Abiku child are mostly buried wearing rags, on dump site, outskirt of town or in the bush without any befitting burial rite. The parents are advice not to show pity for the child, not to shed tears. Sometimes their corpse will be burnt or marked on their body to identify the child if it’s however return again. All this are down to discourage the Abiku spirit from returning. However, we have heard of cases where some children over time reborn to the same mother with the previous look, sex, complexion and structure and makings. An Abiku child can go and come back as many times as they want till the parent can finally tie them down on earth.

Abiku is not restricted to infant child or a particular sex alone, there is Abiku Agba. These people grown and mature into adult but sometimes die untimely or almost at the prime time of their success. Sometimes success is so fast for these people, they will graduate school, get the best job, have children but when it is time for their parent or family to enjoy them, they passed away.
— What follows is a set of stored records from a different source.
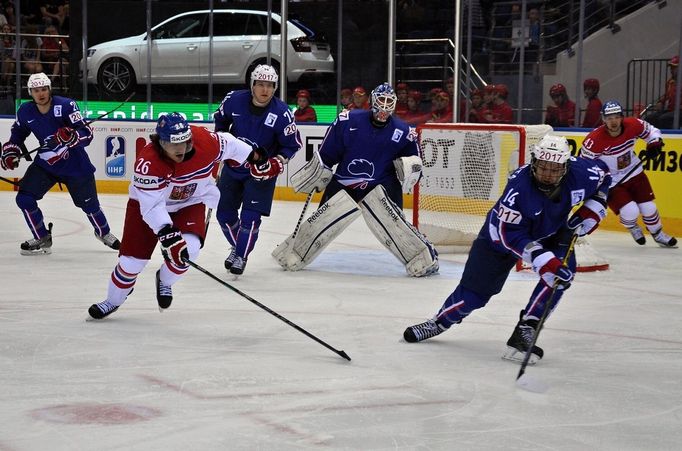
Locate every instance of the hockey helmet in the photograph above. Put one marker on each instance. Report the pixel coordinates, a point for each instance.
(263, 72)
(611, 107)
(551, 149)
(557, 90)
(38, 80)
(173, 128)
(591, 83)
(383, 102)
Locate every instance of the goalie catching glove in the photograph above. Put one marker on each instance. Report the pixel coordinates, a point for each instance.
(10, 156)
(173, 246)
(408, 170)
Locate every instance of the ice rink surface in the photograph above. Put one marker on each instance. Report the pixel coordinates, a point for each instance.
(215, 372)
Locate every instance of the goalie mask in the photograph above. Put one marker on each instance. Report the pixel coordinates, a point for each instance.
(549, 163)
(383, 102)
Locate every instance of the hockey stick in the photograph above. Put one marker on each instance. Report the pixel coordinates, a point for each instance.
(526, 382)
(267, 309)
(26, 154)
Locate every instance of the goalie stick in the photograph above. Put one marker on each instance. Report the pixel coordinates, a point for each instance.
(26, 154)
(267, 309)
(526, 382)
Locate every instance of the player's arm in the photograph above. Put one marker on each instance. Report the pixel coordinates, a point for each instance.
(222, 118)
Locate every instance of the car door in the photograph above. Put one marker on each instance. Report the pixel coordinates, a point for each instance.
(236, 35)
(175, 49)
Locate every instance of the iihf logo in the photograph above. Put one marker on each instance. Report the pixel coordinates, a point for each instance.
(115, 162)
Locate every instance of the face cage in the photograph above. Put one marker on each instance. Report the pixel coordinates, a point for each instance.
(546, 188)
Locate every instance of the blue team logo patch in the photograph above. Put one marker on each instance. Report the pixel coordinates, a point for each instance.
(115, 161)
(577, 196)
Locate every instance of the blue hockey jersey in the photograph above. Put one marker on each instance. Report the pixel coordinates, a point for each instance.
(274, 129)
(365, 153)
(524, 214)
(63, 112)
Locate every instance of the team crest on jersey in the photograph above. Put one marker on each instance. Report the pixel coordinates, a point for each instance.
(577, 196)
(115, 158)
(397, 135)
(183, 192)
(271, 119)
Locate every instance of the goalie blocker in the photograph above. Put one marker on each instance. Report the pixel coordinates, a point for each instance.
(385, 220)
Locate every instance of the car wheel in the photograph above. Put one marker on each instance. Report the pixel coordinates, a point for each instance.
(116, 77)
(247, 79)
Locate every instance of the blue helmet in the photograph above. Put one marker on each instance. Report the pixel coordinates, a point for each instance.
(611, 107)
(383, 101)
(173, 128)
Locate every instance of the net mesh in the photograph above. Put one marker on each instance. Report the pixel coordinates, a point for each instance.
(465, 171)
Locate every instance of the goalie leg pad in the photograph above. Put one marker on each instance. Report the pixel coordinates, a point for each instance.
(314, 176)
(387, 222)
(316, 232)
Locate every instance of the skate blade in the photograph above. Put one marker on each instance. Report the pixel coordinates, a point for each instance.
(514, 355)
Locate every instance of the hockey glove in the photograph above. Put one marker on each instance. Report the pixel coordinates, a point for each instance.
(586, 219)
(9, 159)
(271, 168)
(173, 246)
(553, 271)
(654, 149)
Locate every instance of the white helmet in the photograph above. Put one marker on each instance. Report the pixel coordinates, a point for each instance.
(263, 72)
(554, 149)
(38, 81)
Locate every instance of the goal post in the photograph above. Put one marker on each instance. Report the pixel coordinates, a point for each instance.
(465, 171)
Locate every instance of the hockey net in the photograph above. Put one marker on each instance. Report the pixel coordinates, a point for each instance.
(465, 171)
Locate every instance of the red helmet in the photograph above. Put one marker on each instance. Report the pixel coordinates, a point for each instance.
(502, 90)
(557, 89)
(303, 93)
(591, 83)
(416, 95)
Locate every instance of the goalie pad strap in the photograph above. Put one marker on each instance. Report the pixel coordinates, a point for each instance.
(388, 224)
(316, 232)
(314, 176)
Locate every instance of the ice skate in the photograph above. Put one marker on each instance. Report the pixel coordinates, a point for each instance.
(229, 261)
(41, 246)
(164, 293)
(101, 310)
(520, 341)
(109, 241)
(664, 240)
(238, 265)
(637, 235)
(422, 331)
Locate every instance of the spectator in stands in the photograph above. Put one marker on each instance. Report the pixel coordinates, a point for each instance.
(9, 48)
(498, 111)
(30, 52)
(562, 113)
(401, 91)
(441, 109)
(304, 112)
(360, 99)
(346, 98)
(592, 117)
(664, 110)
(54, 54)
(414, 114)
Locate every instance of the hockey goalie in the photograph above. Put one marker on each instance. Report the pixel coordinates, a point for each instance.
(376, 158)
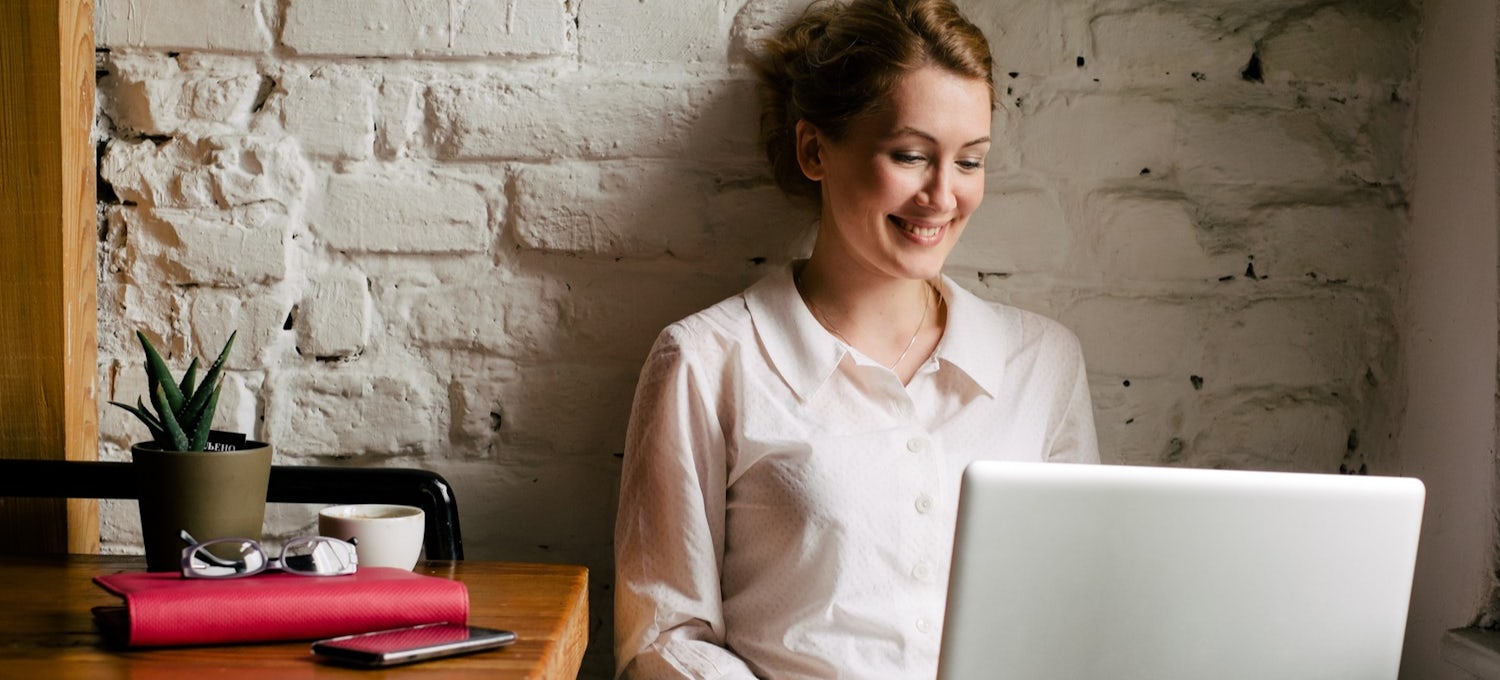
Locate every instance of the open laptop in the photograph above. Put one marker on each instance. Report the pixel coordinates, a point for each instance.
(1079, 572)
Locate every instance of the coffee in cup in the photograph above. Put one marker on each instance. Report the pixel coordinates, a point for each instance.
(383, 535)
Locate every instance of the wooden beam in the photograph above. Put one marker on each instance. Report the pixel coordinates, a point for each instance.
(48, 237)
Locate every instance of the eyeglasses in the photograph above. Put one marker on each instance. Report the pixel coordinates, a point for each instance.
(306, 556)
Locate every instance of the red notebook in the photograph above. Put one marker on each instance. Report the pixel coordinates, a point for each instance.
(162, 608)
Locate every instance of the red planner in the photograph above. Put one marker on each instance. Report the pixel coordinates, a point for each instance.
(165, 610)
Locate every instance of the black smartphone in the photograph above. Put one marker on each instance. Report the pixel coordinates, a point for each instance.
(411, 644)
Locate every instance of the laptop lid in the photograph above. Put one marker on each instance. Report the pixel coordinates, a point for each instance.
(1176, 574)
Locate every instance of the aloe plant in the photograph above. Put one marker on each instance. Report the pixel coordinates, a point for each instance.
(183, 410)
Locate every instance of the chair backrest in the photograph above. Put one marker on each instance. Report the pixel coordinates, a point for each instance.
(288, 484)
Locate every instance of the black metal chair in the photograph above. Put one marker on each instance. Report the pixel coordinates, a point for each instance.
(288, 484)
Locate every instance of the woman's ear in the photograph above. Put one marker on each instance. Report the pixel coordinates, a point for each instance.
(810, 150)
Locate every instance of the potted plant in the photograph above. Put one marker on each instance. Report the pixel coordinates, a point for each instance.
(182, 481)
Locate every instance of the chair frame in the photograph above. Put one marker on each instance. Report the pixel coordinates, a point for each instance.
(288, 484)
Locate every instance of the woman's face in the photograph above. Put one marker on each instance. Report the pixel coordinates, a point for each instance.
(900, 185)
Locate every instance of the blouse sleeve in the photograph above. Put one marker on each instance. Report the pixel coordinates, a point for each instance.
(1074, 439)
(669, 532)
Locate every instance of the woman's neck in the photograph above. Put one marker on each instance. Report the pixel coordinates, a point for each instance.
(891, 320)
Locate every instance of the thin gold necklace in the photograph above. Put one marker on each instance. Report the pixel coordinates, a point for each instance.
(822, 317)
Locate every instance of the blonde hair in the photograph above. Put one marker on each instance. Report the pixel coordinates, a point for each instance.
(839, 62)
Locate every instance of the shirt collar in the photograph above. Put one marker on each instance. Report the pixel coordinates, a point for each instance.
(975, 341)
(798, 347)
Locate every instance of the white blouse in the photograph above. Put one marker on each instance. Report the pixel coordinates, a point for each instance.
(786, 505)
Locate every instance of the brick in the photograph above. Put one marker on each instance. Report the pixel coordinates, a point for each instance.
(333, 318)
(350, 413)
(651, 32)
(1026, 36)
(1100, 137)
(1016, 230)
(1161, 42)
(210, 173)
(206, 246)
(398, 117)
(500, 406)
(1142, 422)
(1134, 338)
(233, 26)
(555, 509)
(258, 171)
(602, 209)
(257, 317)
(594, 119)
(756, 222)
(1341, 44)
(1256, 147)
(471, 314)
(407, 210)
(1289, 343)
(173, 174)
(1343, 243)
(1272, 433)
(153, 95)
(405, 29)
(332, 111)
(1143, 237)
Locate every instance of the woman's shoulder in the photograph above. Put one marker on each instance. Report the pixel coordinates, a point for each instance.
(713, 329)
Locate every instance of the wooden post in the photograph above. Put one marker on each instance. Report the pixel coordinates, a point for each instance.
(48, 237)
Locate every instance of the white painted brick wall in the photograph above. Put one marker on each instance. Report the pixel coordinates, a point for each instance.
(447, 231)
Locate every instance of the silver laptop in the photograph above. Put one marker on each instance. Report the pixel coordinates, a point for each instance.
(1080, 572)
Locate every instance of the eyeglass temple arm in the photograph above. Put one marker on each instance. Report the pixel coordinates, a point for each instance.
(209, 556)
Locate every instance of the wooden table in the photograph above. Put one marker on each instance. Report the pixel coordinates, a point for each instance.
(47, 629)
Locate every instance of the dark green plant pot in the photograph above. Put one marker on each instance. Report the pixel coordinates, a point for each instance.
(212, 494)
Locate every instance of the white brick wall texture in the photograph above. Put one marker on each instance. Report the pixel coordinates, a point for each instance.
(449, 231)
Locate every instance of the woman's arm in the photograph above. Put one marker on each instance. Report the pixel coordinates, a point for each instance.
(669, 533)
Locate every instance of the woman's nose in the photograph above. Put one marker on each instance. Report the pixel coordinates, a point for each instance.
(938, 192)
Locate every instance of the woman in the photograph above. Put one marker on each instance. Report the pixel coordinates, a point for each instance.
(794, 455)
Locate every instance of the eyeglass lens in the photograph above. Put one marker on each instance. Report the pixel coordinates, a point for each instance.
(227, 557)
(318, 556)
(314, 556)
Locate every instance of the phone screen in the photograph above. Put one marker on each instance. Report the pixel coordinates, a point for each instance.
(408, 644)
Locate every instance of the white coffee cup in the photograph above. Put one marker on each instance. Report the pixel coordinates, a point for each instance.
(384, 535)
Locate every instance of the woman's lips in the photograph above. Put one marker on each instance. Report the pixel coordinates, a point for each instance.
(921, 230)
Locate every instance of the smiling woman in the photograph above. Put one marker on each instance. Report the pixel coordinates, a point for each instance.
(794, 454)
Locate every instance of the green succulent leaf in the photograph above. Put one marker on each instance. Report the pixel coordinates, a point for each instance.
(200, 437)
(159, 377)
(188, 386)
(174, 431)
(198, 407)
(152, 424)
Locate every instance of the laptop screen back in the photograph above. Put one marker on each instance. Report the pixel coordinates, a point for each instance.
(1175, 574)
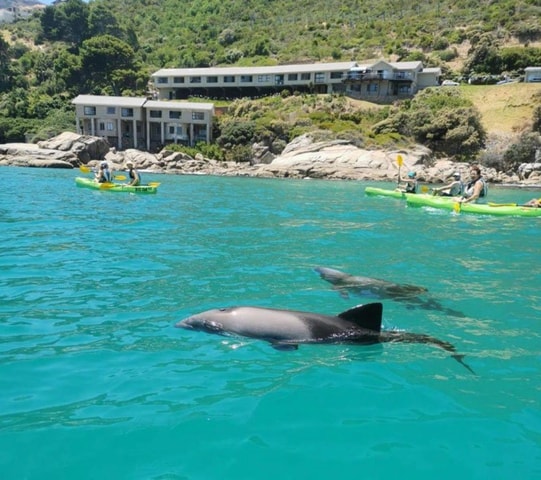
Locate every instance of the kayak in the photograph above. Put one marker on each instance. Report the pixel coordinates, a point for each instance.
(448, 203)
(114, 187)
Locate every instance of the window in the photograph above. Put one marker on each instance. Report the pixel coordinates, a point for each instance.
(372, 88)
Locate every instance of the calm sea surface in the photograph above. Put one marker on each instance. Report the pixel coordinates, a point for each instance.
(96, 383)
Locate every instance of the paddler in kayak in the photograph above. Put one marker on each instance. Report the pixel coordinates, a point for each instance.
(103, 175)
(408, 185)
(135, 178)
(453, 189)
(476, 191)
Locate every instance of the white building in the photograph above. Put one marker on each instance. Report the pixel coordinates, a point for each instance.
(136, 122)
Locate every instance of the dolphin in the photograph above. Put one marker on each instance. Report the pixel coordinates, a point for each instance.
(382, 289)
(286, 329)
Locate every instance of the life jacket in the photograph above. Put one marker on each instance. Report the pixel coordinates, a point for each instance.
(132, 176)
(468, 191)
(411, 187)
(456, 189)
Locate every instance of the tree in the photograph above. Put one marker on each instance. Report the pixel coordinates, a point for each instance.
(106, 61)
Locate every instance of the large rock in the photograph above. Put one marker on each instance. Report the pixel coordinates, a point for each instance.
(85, 147)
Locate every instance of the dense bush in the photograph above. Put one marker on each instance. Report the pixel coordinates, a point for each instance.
(440, 118)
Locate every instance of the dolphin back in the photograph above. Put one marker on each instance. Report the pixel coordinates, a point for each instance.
(367, 317)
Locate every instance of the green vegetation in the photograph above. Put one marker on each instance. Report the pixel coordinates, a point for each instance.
(110, 48)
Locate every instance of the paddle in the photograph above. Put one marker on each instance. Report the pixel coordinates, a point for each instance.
(400, 162)
(85, 169)
(490, 204)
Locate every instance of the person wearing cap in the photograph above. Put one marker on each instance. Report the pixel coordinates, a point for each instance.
(409, 184)
(135, 178)
(476, 191)
(103, 175)
(452, 189)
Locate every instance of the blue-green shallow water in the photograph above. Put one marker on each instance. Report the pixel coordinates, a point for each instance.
(97, 383)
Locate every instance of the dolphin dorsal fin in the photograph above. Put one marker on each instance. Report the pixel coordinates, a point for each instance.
(365, 316)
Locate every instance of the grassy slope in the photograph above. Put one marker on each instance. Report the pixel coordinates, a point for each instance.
(507, 108)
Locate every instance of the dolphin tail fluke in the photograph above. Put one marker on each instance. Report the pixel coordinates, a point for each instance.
(460, 359)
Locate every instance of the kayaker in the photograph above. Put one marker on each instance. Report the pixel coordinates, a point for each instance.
(135, 178)
(534, 203)
(103, 175)
(477, 190)
(452, 189)
(409, 184)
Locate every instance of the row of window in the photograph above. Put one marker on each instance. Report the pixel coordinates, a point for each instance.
(278, 79)
(172, 129)
(128, 113)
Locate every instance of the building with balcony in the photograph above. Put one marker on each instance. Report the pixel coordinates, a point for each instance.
(380, 80)
(386, 81)
(237, 82)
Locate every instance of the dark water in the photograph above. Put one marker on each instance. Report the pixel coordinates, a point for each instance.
(97, 383)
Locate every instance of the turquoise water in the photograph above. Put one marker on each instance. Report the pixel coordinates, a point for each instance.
(97, 383)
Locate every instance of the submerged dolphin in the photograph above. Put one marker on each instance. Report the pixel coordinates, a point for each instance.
(382, 289)
(286, 329)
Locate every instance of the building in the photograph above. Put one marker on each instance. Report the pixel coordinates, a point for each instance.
(235, 82)
(532, 74)
(381, 80)
(387, 81)
(136, 122)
They can die without any sign of illness or use something to attach their death to. Some die untimely without living any offspring's behind.

Ogun yi o wu ke fi wo Abiku
bo pe boya omo o rele re lojokan
However which medicine you use to cure an Abiku child
The child will return to his home eventually.

Again
You have come,
Visitor
That never overstays.

I laugh at your cries;
An echo of the first time
You rented
My now weary womb.

Do you see tears
In my eyes?
No, the wells therein
Are drier than the desert sand.

This time, I pour no libation,
For the gods
Are drunk from my river
Of prayer gin.

I hold a lamp in my hands,
The snake at the door
Shall be crushed
Before it strikes my heels.

I shall pair your cry with a cackle;
For the child that says
His mother shall not sleep
Must not his eyelids close.

Poem by kukogbo I. Samson

Note
Ohun gbogbo lowo ori, everything that happens to us is dependent on our Ori, Our beginning and also the end. Of all the things that Olodumare gave to human only death is certain, death is the only thing that all human will get to experience. We all can't be rich, not everyone will build house, buy a car or even have children.
 There are some people who do not chose children from heaven but when they get to earth they want it and go extra mile to make this happen, this have claimed lives. Maybe you wanted something today and you have been praying hard to get it and still nothing, do not make it happen by force. You never know what Olodumare is keeping it away from you from. It may be to safe your live.